Esos elementos conforman un cuadro en que la herencia del Proceso se consolidó, distribuyendo ganadores y perdedores de forma definitiva. Es así como la organización desaparece y quedan sólo los cantitos de aquella otra época, en la que “las cosas se iban haciendo solas con el tiempo, que iban apareciendo con el tiempo, de a poco, a medida que entre todos nos poníamos a joder, o a chupar juntos o a cantar, o a hacer cosas en serio, en el mundo, en serio”.

 

Qué hago con la colilla

La pregunta sobre por qué leer a Fogwill hoy tiene una respuesta específica cuando nos referimos a su poesía. En principio, porque al no contar con la calidad del resto de su obra, las razones no pueden corresponderse con el mero placer o con el aprendizaje de procedimientos formales.

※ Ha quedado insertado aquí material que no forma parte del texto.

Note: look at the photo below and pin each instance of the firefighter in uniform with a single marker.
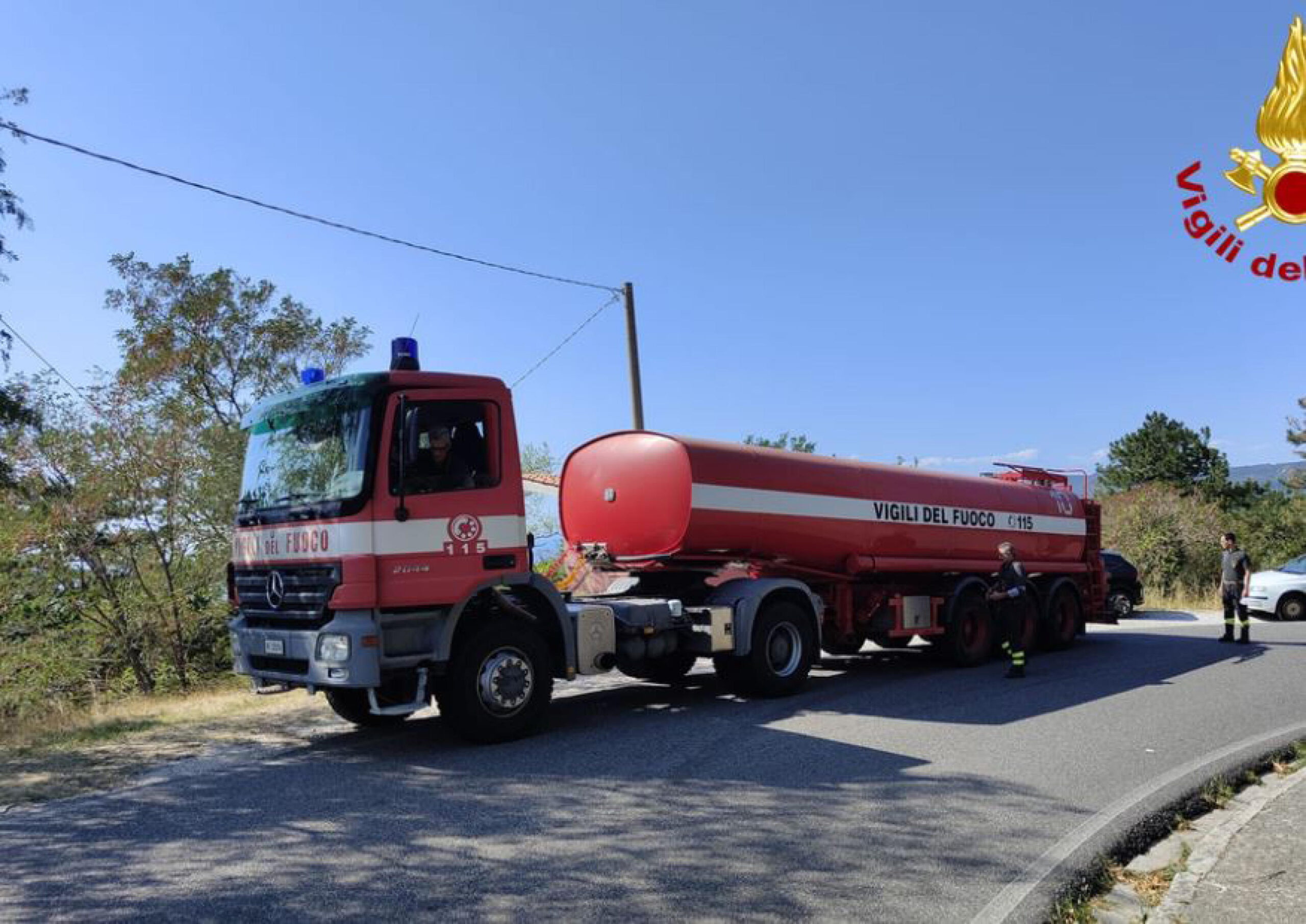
(1235, 585)
(1009, 597)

En primer lugar, el trabajo poético de Fogwill enseña que la producción no puede agotarse en el sistema. Las fuerzas creativas libradas a su suerte, o a la guía de la mera profusión metódica, no tienen valor en sí mismo. Los aciertos van siempre dirigidos a un afuera incontrolable pero cercano, por el cual uno merodea intentando apropiárselo. En esos casos, se fracasa al modo propio. Cuando se permanece en la pulcritud de la música yoica, nos convertimos en el ingenuo que espera ganarlo todo. Leer su obra es la evidencia de que expulsarse a sí mismo hacia afuera es un valor en poesía. 

Por otro lado, en los poemas de Fogwill accedemos al aprendizaje de su método. Se ven desnudos sus engranajes, su forma independiente del contenido. Se percibe el escrutinio minucioso al que debe someterse la realidad a la hora de escribir. En el mejor de los casos, aprender de Fogwill implica hacerse cargo del punto mínimo al que deben descomponerse los fenómenos para comprender su íntima ligadura con el resto de la maquinaria social.

 



[1] “En una época inventé un eslogan, que entonces era falso y ha acabado siendo realidad, que decía: ‘Si no se me ocurre un poema, me consuelo narrando, pero en realidad narro para ver si llega el poema’. Prefiero sentarme a escribir un poema. La música alucinada del poema, aunque luego no funcione, me ayuda a escribir. Tengo esa música. Sin embargo, la música de la novela es muy difícil y acaba convirtiéndose en una obediencia a una trama, y yo detesto esa obediencia. Prefiero la música matemática de una octava real a la obediencia absurda de una trama”. (http://www.elortiba.org/old/fogw.html)

[2] Saer publicó un solo libro de poemas, El arte de narrar (1977), que recopila poemas escritos entre 1960 y 1987.

[3] Si bien Lamborghini no escribió ensayos, es interesante ver cómo Fogwill siempre se remite a sus intervenciones en la revista Literal a la hora de pensar su programa poético. Ahora se suman, gracias a la edición de Seré breve, sus geniales entrevistas.

[4] Podría pensarse desde esta perspectiva la efectividad de Los pichiciegos como un resultado de su escritura desaforada, sin lugar para el agotamiento.